Мысль увлекла далее.

Можно сколько угодно взирать на звезду, наблюдать ее ход, по примеру Эратосфена высчитывать ее путь среди других звезд, и это будет истина, но разве эта истина умаляет прозрение, посетившее его только что, при умиравшем свете костра. Ведь вместе со мной на звезду взирают и Бог — отец и Бог — сын. Смотрят и похваливают — смелее шагай, сынок. Постарайся заглянуть в самую глубь начиненного законами и вероятностями мироздания. Другими словами, поучаствуй в таинстве. Если что не так в нашем замысле, подсоби, исправь.

Поможем.

Это вдохновляло. Поддержка Господа наградила успокоением и сочувствием к смерти. Жалкая у нее роль, выйти в конце таинства, называемого «жизнь», и взмахнуть мечом. Произвести умертвление. Что ж, кто говорит, что он, Эвтерм, а ныне Фрикс, бессмертен? Ее дело косить, мое — улыбнуться в ту минуту, когда лезвие меча коснется моей шеи. Это страшно? Конечно, но страшнее вопить, стонать, пугаться меча, предаваться порокам, развлекаться тогда, когда хочется работать. Ну, снесет смерть мою голову, значит, отправлюсь вслед за Агриппином.

Позавтракаю в пути.

* * *

Знал бы Ларций Корнелий Лонг, какими тягостными последствиями обернется для него расправа с Эвтермом, он, возможно, поостерегся наказывать раба. Хотя, рассуждая здраво, следует признать, что наказание Эвтерма состоялось бы при любом раскладе, ведь ход событий, как полагают, не во власти смертных и, даже если кто‑нибудь приоткрыл бы перед Ларцием завесу над будущим, он, скорее всего, поступил бы с той же неисправимой последовательностью, как и действуя вслепую, не ведая воли богов.

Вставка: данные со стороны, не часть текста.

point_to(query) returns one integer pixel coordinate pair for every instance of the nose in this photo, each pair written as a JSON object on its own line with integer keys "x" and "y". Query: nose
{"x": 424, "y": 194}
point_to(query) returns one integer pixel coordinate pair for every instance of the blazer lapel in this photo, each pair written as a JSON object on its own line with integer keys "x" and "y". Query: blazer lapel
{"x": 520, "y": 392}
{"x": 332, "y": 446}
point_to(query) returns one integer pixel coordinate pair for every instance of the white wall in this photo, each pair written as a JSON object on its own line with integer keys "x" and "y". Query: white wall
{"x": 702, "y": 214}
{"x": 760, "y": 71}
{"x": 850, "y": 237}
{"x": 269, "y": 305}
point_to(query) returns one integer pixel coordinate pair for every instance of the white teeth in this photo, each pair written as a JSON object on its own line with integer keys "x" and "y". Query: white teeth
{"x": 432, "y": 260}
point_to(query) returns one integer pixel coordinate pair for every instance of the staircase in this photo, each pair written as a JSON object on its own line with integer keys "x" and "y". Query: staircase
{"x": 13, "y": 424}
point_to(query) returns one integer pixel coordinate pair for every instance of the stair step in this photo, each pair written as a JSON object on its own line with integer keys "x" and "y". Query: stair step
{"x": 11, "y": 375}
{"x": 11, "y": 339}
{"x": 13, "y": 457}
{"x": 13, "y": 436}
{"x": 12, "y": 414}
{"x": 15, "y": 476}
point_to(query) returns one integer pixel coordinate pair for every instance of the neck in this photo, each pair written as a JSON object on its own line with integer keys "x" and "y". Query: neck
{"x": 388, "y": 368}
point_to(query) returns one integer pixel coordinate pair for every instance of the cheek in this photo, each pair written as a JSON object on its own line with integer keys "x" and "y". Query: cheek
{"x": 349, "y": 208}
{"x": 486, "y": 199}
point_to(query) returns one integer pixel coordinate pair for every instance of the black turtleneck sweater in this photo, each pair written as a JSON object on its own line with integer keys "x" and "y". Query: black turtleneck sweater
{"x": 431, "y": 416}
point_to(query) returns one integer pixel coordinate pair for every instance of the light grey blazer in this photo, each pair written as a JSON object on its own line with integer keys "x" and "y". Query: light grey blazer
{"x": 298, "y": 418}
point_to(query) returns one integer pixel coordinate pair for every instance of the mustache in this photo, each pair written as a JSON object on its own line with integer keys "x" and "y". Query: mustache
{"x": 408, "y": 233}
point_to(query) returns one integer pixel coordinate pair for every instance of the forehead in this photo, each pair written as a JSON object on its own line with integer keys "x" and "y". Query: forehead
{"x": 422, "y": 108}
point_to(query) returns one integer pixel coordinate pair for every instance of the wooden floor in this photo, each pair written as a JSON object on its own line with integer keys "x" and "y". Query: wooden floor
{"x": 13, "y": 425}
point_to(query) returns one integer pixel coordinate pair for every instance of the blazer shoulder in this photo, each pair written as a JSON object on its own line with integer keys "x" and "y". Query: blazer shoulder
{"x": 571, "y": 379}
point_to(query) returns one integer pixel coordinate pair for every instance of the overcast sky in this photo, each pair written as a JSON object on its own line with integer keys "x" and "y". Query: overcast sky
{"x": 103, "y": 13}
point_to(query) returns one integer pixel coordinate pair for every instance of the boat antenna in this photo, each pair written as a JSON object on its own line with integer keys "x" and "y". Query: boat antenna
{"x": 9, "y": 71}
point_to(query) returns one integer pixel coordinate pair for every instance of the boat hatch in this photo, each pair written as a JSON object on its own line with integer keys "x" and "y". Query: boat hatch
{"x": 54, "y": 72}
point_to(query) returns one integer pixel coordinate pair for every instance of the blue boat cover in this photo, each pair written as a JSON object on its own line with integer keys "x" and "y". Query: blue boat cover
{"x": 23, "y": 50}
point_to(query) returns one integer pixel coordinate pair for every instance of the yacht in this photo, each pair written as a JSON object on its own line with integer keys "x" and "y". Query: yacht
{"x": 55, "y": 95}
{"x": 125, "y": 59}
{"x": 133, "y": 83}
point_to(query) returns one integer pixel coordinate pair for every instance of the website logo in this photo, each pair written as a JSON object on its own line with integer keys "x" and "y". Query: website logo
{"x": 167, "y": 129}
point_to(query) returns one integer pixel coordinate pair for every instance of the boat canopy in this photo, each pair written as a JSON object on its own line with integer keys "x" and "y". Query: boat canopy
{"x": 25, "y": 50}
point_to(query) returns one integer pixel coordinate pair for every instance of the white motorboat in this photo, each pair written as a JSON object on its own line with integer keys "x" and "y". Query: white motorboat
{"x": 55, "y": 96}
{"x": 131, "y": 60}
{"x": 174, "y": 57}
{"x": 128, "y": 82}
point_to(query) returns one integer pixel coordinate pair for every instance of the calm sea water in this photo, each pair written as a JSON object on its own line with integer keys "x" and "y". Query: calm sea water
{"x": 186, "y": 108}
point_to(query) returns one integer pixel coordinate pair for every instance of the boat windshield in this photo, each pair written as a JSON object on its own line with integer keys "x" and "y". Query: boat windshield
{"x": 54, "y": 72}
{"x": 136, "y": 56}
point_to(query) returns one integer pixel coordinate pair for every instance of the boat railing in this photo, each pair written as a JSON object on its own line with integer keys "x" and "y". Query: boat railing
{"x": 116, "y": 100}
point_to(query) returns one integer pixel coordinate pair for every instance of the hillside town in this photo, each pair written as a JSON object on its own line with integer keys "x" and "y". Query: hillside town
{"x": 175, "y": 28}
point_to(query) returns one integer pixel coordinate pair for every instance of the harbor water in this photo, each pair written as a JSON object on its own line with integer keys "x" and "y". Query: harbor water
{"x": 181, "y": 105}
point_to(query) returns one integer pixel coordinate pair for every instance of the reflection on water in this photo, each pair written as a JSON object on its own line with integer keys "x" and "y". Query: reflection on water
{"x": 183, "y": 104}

С другой стороны, неведение, как, впрочем, и беззащитность перед грядущим, относительны — ведь уже в тот момент, когда Ларций приказал подвергнуть раба бичеванию, его не оставляло предчувствие, что он поспешил. О том же говорили и холодность Волусии — уж к жене он мог бы прислушаться! — и отстраненность от происходящего отца. Душа явственно подсказывала, он поддался порочной страсти и поступает вопреки велению разума, вопреки крепкому и доверительному согласию, давным — давно установившему между ним и Эвтермом — господином и рабом.

Однако что сделано — сделано!

Все эти дни он оправдывался тем, что поступил справедливо, в полном соответствии с правом господина, но, как известно, справедливость — это, прежде всего, понятие, обращенное в прошлое, более склонное к почитанию традиций, обычаев, социальных привычек. Справедливость исходит из того, что уже известно, что устоялось, но не из того, что только нарождается, мерещится, смущает дух, поэтому давайте будем осторожны со справедливостью.

Ближайшим последствием расправы с Эвтермом оказался кризис верховной власти, случившийся в самое неподходящее время — в преддверии нового похода против даков. Такова ее природа, что порой достаточно самого незначительного повода, чтобы скрывавшееся до поры до времени напряжение вдруг прорвалось и вызвало взрыв страстей, способных нарушить самое разумное, крепко выверенное управление.

Перейти на страницу:

Все книги серии Золотой век (Ишков)

Похожие книги

Дом учителя
Дом учителя

Мирно и спокойно текла жизнь сестер Синельниковых, гостеприимных и приветливых хозяек районного Дома учителя, расположенного на окраине небольшого городка где-то на границе Московской и Смоленской областей. Но вот грянула война, подошла осень 1941 года. Враг рвется к столице нашей Родины — Москве, и городок становится местом ожесточенных осенне-зимних боев 1941–1942 годов.Герои книги — солдаты и командиры Красной Армии, учителя и школьники, партизаны — люди разных возрастов и профессий, сплотившиеся в едином патриотическом порыве. Большое место в романе занимает тема братства трудящихся разных стран в борьбе за будущее человечества.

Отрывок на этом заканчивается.